Canada Border Services Agency intercepted the objects in January 2024 as they were being transported from Istanbul to Vancouver. Referred to the Department of Canadian Heritage, the matter eventually reached the Federal Court of Canada which ruled in September 2025 that the items fell within the scope of Turkey’s legislation around protecting cultural assets. Some of the manuscript pages had been removed from their original bindings, and others had been altered with illustrations in earlier attempts to increase their commercial value. The Canadian court’s ruling, which cited frameworks including the UNESCO 1970 Convention on the illicit trade of cultural property, is being watched closely as a potential model for future cross-border restitution claims.

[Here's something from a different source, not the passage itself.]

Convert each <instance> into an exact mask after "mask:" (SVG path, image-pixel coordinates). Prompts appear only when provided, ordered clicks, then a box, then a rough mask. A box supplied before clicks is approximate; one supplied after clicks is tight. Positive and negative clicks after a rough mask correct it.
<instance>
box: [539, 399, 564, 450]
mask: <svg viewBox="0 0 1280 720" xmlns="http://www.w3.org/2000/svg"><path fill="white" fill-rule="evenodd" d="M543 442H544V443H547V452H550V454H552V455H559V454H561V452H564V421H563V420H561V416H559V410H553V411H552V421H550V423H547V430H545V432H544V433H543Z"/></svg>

This return is part of a much larger effort from Turkey to recover looted objects from rich archeological sites sitting at the crossroads of the Balkans, the Middle East, North Africa, and the Western world. The country acts as a geographic bridge through which illicit goods have long traveled. Within its borders are hundreds of under-guarded historical sites from which looters can easily take small objects like coins or figurines. Conflicts in neighboring countries have further loosened the flow of black market goods through the region.
Nowhere has that traffic been more visible than in the theft and trade of bronze sculptures from a monumental shrine to Roman emperors in the ancient south-central city of Bubon. Since the 1960s, looters have been excavating and selling artifacts to coastal smugglers who move them to Switzerland and the United Kingdom before selling the objects to American or European buyers. Dealers have been known to funnel the bronzes into museum exhibitions and academic publications to launder them with new provenance histories. Institutions such as the Metropolitan Museum of Art, the Getty Museum, the Cleveland Museum of Art, and Boston’s Museum of Fine Arts have all been implicated in recovering works linked to Bubon.